Clonev

WarnAudited by ClawScan on May 10, 2026.

Overview

This skill performs the advertised voice cloning, but it enables realistic impersonation, encourages sending cloned audio externally, and keeps voice samples in a hard-coded local folder.

Install only if you trust the source and intend to use it with consent. Review or pin the Docker image, make sure Docker and ffmpeg are expected on your system, require confirmation before sending cloned audio anywhere, and periodically delete retained voice samples from the configured voice-samples folder.

Findings (4)

Artifact-based informational review of SKILL.md, metadata, install specs, static scan signals, and capability signals. ClawScan does not execute the skill or run runtime probes.

Concern

ASI09: Human-Agent Trust Exploitation

What this means

A user or agent could generate speech that appears to come from a real person who did not consent.

Why it was flagged

The primary description frames cloning other people's or celebrity voices as an intended use, which can create audio that listeners may trust as authentic.

Skill content

Clone their voice or someone else's voice... Works with: Any voice!

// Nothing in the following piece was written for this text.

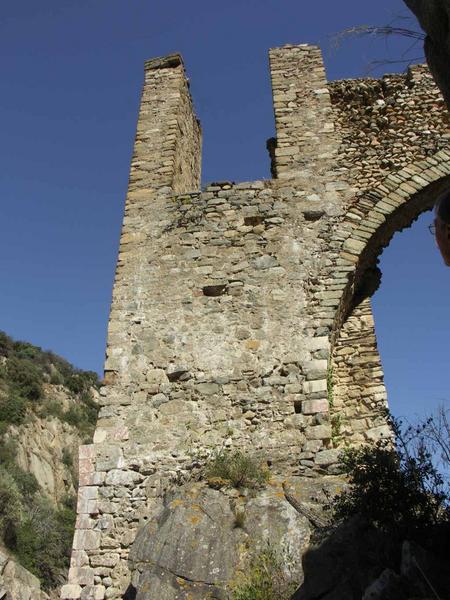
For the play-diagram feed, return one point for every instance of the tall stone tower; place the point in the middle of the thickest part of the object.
(241, 314)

Yours, a celebrity, a character, etc.

Recommendation

Use only with explicit consent, add clear labeling/watermarking guidance, and require the agent to verify consent before cloning a third party's voice.

Concern

ASI02: Tool Misuse and Exploitation

What this means

Cloned voice audio could be sent externally before the user reviews the exact file, recipient, or impersonation risk.

Why it was flagged

The quick-reference workflow makes sending the generated cloned voice to Telegram part of the agent action sequence, without a separate confirmation or recipient-scoping step.

Skill content

→ Run: VOICE=$(...clonev.sh "hello" "/path/to/sample.wav" en)
→ Send: message action=send channel=telegram asVoice=true filePath="$VOICE"

Recommendation

Default to saving the generated audio locally and require explicit user approval, destination, and context before sending it through any messaging channel.

Concern

ASI06: Memory and Context Poisoning

What this means

Sensitive voice samples may remain on disk and could be reused in later runs or confused with another person's sample by filename collision.

Why it was flagged

The script copies the user-provided voice sample into a persistent hard-coded directory and does not delete it; if a filename already exists, it reuses the old copy instead of the current file.

Skill content

if [ ! -f "${COQUI_DIR}/voice-samples/${SAMPLE_BASENAME}" ]; then
    cp "$VOICE_SAMPLE" "${COQUI_DIR}/voice-samples/"
fi

Recommendation

Use per-run temporary sample paths, clean up voice samples by default, avoid basename reuse, and clearly disclose any retention option to the user.

Note

ASI04: Agentic Supply Chain Vulnerabilities

What this means

Future runs may execute different container code than the code reviewed here.

Why it was flagged

The skill runs an external Docker image tagged latest, so the executed runtime can change over time; this is purpose-aligned for XTTS but should be pinned and disclosed.

Skill content

docker run --rm --entrypoint "" ... ghcr.io/coqui-ai/tts:latest ...

Recommendation

Pin the container image by version or digest and declare Docker, ffmpeg, model download size, and trusted image provenance in the install requirements.